# Cuban Fattie w/ Q-view



## slabtastic (May 28, 2012)

Hey everyone, I'm trying to keep with my streak of smoking something every weekend I can and at the same time trying something I've never done before.

This week I wanted to make a Cuban fatty. Eskay Mild sausage chub ( because thats all that was available) Swiss cheese, Ham, Mustard, Shoe string chopped potato, and sandwich stacker pickles. As suggested I made a cajun southern  potato salad and steamed corn on the cob. It took about 5 hours at 225-230, I think mostly because I used 2 lbs of chub meat ( ahah). I had to use 2 lbs because the 1 just wasn't consistent enough, and probably because the i didn't have wax paper, only press and seal paper, and it was all over place. I also forgot to wrap and roll with the saran wrap before placing the bacon on top.

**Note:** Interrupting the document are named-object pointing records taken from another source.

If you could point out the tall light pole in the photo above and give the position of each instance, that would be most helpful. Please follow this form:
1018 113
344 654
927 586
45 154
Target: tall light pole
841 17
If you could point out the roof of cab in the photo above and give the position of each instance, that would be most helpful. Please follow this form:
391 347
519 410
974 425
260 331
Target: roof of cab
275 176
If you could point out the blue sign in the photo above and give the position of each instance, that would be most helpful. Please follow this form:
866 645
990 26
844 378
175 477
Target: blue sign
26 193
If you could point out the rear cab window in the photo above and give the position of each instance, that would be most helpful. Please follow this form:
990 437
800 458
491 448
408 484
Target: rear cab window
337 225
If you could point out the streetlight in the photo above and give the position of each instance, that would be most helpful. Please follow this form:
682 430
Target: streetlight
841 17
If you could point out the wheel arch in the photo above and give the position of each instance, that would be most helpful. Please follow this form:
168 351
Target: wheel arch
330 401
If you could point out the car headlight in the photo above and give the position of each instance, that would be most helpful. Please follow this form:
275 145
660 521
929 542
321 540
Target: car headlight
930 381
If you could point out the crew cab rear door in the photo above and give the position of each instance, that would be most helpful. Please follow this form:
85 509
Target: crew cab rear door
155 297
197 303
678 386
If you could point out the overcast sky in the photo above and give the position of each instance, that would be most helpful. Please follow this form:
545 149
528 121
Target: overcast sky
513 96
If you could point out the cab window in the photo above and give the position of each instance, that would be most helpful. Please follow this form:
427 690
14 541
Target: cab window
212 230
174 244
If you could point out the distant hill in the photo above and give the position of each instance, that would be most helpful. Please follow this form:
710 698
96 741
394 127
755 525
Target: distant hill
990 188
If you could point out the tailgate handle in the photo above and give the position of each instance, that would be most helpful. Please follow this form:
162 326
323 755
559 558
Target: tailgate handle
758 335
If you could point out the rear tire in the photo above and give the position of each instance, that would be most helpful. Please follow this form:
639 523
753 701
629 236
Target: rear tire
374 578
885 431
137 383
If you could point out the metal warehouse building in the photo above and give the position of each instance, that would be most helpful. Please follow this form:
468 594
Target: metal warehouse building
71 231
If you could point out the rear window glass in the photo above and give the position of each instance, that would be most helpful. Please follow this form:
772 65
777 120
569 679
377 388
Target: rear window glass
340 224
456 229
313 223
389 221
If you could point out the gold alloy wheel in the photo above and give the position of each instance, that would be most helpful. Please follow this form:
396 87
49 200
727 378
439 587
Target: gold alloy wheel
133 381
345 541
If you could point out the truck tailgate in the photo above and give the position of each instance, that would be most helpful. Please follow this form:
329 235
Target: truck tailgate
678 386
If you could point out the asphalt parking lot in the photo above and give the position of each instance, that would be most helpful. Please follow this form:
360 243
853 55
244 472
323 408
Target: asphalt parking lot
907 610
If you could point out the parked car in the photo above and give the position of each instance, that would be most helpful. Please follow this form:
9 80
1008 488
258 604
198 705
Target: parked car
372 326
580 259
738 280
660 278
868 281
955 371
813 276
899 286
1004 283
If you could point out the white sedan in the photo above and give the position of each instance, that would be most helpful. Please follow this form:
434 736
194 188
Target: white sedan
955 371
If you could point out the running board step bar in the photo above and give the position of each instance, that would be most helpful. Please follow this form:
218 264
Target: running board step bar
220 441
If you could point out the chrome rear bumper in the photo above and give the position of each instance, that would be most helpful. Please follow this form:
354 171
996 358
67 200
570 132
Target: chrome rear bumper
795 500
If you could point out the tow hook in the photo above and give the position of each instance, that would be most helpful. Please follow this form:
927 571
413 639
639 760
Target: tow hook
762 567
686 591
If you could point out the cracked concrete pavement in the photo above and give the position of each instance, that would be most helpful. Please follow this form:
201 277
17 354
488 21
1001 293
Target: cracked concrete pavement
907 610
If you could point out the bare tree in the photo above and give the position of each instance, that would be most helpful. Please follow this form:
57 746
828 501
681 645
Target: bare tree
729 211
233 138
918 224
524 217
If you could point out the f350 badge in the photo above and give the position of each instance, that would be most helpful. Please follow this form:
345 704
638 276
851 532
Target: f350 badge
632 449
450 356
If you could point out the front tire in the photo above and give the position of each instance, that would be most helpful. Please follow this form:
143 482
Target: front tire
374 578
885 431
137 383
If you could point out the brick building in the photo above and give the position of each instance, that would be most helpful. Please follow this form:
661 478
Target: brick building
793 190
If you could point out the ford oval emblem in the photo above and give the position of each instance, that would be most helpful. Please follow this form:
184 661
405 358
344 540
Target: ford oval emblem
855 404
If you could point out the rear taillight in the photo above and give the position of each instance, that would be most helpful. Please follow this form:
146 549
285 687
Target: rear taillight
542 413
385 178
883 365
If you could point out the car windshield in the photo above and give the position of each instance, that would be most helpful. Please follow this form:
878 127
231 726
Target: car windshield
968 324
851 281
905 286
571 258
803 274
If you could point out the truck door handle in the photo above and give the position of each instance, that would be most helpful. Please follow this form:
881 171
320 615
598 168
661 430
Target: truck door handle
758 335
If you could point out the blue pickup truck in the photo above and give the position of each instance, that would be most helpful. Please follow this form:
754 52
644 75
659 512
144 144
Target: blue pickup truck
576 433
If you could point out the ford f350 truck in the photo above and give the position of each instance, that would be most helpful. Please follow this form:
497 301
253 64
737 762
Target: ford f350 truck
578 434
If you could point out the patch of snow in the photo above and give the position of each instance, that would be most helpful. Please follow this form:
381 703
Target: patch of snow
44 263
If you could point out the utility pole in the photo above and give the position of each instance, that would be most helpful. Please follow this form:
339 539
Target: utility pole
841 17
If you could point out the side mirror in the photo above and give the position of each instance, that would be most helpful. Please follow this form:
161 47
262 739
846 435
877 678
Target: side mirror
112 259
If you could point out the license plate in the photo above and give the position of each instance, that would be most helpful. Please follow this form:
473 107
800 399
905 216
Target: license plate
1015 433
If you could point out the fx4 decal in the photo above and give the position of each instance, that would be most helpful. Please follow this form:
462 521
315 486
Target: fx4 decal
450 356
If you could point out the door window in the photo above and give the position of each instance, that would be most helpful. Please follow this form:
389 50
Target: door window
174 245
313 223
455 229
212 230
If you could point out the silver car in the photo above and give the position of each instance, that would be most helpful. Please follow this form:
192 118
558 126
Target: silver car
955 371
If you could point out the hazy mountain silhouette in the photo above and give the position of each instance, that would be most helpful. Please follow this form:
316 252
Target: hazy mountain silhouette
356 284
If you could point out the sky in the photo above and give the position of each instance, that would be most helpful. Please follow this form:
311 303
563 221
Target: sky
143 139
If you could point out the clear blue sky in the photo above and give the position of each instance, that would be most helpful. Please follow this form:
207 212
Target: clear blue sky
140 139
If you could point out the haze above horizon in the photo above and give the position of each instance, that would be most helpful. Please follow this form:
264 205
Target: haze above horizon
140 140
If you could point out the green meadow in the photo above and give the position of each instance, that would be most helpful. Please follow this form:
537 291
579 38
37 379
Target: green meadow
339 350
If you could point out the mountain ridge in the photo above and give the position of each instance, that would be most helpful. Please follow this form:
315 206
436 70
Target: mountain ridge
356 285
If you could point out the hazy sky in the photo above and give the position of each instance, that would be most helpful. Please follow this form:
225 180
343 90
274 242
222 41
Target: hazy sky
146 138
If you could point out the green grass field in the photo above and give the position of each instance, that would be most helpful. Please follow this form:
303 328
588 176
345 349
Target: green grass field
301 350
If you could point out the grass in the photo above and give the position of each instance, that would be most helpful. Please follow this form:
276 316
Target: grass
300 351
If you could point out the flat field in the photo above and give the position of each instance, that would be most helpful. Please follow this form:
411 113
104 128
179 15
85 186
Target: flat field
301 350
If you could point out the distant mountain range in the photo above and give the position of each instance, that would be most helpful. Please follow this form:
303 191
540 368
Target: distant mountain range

I used the chopped potato's to mimic some starchyness of bread from  the traditional sandwich. In the future I'll probably cook the potato's a little prior to fattie insertion just to make them a little softer. They didn't soften up the way I had figured they would have but were very. I'll also add a few more pickles, the 4 in the fattie just didn't get distributed enough.

Enough with the talk and on with the Q-view.


----------



## scarbelly (May 28, 2012)

Looks like a great fattie for sure


----------



## slabtastic (May 29, 2012)

Thanks! I think making the bacon weave is my favorite part


----------



## smokinhusker (May 29, 2012)

Looks great and an awesome idea! I make my fatties now with 2 lbs of meat.

A helpful tip I learned here for rolling them out fairly even, is in a gallon size resealable bag. 

I put the meat in the bag and seal it except for one corner, smash the meat down and use my rolling pin to even it out.

Then I open the sealed end and cut each adjoining side with a sharp knife or scissors and use the bag to roll it.


----------



## slabtastic (May 29, 2012)

Thanks Husker, 

Did you notice that the cook time was longer because the larger amount of sausage used?

I tried the gallon bag, the sausage stuck to it  and pulled holes in it when i separated the bag from the meat. Rolling it in the bag was great until I cut the plastic off and the sausage came up, so i patched it and rolled on the wax paper. I was able to improvise but it was a little frustrating at first.


----------



## billyj571 (Jul 14, 2012)

looks like you hit the mark nice job


----------